The announcement conveyed the Holy Father’s appreciation for various invitations that have been offered to him to escape to “alpine locations” this year and his gratitude to the bishops who have extended them.

For this year, the Vatican statement says, the Pope “prefers to begin right away the summer period of rest and study without the commitment of ‘ulterior’ transfers.”

So the Holy Father this year is isn’t wanting to entangle himself with “ulterior” [Latin, further, more remote] transfers, but does he have an ulterior [Latin, further, more remote] motive?

That’s where I sense the tremor in the Force.

You see, the pope often uses his summer break to play the piano, read, and–most importantly–write.

That’s when he’s been working on encyclicals, his book on Jesus (which is now done, the second part to be coming out soon), etc.

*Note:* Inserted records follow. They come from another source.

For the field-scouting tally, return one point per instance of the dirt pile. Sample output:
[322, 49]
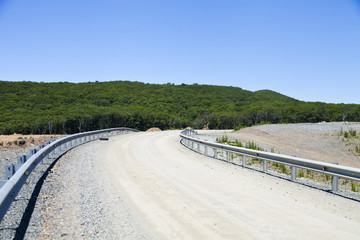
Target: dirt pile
[154, 129]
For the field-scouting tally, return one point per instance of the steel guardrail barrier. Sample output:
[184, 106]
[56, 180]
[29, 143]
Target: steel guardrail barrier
[16, 175]
[334, 170]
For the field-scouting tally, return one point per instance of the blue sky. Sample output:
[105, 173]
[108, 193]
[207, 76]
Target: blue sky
[308, 50]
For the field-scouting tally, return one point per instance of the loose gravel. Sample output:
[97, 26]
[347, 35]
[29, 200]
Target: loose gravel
[65, 198]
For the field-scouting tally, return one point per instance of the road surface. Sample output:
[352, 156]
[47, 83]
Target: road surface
[149, 186]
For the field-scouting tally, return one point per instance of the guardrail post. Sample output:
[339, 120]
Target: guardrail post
[293, 173]
[265, 166]
[9, 171]
[335, 182]
[22, 159]
[244, 161]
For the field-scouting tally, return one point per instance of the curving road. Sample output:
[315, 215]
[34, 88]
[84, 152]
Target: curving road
[148, 186]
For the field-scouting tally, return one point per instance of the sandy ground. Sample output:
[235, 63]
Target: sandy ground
[179, 194]
[17, 141]
[318, 141]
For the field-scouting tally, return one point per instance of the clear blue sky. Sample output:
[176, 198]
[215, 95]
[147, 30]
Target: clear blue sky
[308, 49]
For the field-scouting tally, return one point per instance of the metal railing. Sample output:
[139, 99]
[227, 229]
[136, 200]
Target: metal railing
[16, 174]
[334, 170]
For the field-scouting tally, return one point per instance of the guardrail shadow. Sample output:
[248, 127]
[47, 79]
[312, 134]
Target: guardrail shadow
[25, 220]
[274, 175]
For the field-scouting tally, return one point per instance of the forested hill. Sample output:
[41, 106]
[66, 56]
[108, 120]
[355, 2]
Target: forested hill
[42, 108]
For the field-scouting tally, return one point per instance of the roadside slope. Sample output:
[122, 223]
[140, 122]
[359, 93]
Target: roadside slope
[178, 194]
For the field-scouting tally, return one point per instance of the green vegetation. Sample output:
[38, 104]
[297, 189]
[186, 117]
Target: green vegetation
[355, 187]
[49, 108]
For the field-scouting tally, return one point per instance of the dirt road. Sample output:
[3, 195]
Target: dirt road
[178, 194]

So maybe he’s cancelling the alpine part of his break to get straight to writing at Castel Gandolfo.

I wonder what he’ll be writing.

Maybe his obvious next encyclical on the virtue of faith (he having already produced ones on charity and hope)?

Hard to say.

Always in motion, the future is. (Nice Latin word order, there.)

Your thoughts?

Author: Jimmy Akin

Jimmy was born in Texas, grew up nominally Protestant, but at age 20 experienced a profound conversion to Christ. Planning on becoming a Protestant seminary professor, he started an intensive study of the Bible. But the more he immersed himself in Scripture the more he found to support the Catholic faith, and in 1992 he entered the Catholic Church. His conversion story, "A Triumph and a Tragedy," is published in Surprised by Truth. Besides being an author, Jimmy is the Senior Apologist at Catholic Answers, a contributing editor to Catholic Answers Magazine, and a weekly guest on "Catholic Answers Live."

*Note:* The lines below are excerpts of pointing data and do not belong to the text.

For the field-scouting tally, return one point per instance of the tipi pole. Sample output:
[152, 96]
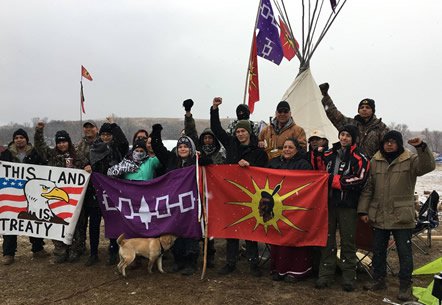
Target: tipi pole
[251, 49]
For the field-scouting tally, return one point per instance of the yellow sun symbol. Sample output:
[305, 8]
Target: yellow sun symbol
[278, 208]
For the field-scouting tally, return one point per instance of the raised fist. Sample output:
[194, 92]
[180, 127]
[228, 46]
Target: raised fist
[187, 104]
[40, 125]
[157, 128]
[217, 101]
[324, 88]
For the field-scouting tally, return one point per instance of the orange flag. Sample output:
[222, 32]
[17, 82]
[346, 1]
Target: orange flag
[280, 207]
[289, 46]
[85, 73]
[82, 98]
[253, 77]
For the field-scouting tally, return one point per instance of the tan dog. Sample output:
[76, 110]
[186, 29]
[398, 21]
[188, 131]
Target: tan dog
[151, 248]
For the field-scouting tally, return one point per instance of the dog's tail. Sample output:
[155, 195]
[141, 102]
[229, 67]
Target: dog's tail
[121, 240]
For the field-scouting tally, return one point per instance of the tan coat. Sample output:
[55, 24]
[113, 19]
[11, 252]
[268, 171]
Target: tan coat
[370, 133]
[275, 141]
[388, 197]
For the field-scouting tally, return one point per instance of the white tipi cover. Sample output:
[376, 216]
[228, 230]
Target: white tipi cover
[304, 98]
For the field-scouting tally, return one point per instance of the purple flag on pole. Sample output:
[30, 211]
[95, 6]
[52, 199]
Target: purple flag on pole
[267, 41]
[168, 204]
[333, 4]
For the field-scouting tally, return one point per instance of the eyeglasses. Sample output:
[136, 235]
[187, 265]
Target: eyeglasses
[283, 110]
[390, 142]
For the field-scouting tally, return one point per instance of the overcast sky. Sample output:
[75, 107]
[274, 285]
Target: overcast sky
[147, 56]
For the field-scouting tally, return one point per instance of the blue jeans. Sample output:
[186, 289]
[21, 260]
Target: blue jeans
[402, 237]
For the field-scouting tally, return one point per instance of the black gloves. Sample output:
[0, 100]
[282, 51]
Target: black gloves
[187, 104]
[157, 128]
[324, 88]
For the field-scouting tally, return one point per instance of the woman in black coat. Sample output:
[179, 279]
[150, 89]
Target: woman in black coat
[185, 250]
[290, 263]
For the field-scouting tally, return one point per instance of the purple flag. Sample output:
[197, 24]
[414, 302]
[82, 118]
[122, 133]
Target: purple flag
[168, 204]
[267, 40]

7 thoughts on “No Ulterior Motive?”

  1. I look forward to the pope’s encyclical on faith with great eagerness. There are several questions on the nature of faith I’ve been trying to investigate lately, and Ratzinger/B16’s writings tend to hit the spot.
    By the way, everyone be sure to click on the picture and see the full-size version. It’s gorgeous.

  2. I wish I could actually comprehend Benedict’s encyclicals. I’m no dummy. I had no problem with Love and Responsibility and most of John Paul’s papal works. (Although I can’t read Theology of the Body.) I read the Catechism cover to cover. I have a B.S. and I’ve taken graduate classes at MIT. I can mostly understand Ott. But forget about Benedict.
    Why can’t popes write in a clear, lucid, and perspicacious style? If you want to reach the most people, you need to write with the average person as your audience. Sheesh, he writes like a German college professor. [rim shot]
    Some day I hope to see an encyclical again that doesn’t give me a headache and require me to read each sentence five times to have any inkling of what it means.

  3. Why can’t popes write in a clear, lucid, and perspicacious style?
    For that matter, why couldn’t St. Paul do so? Oh, well. We can’t all be Jimmy Akin.

  4. I find his style very clear. The encyclicals particularly get down to brass tacks very quickly. (In his books, he likes to go over the state of the field or gather facts before starting in.)
    His apparent favorite technique is to point out two or three facts you already know, and then show their synthesis. At that point, he shoots forward into new territory as far as that synthesis takes him, and then he starts presenting facts you already know again.
    It works for me, I gotta say. But like Tolkien’s Lord of the Rings, it’s
    “…just one of those things.
    If you like it, you do.
    If you don’t, you boo.”
    (Except for his academic, technical, philosophical books like Introduction to Christianity. I don’t have the vocabulary or the intellectual groundwork to understand that stuff.)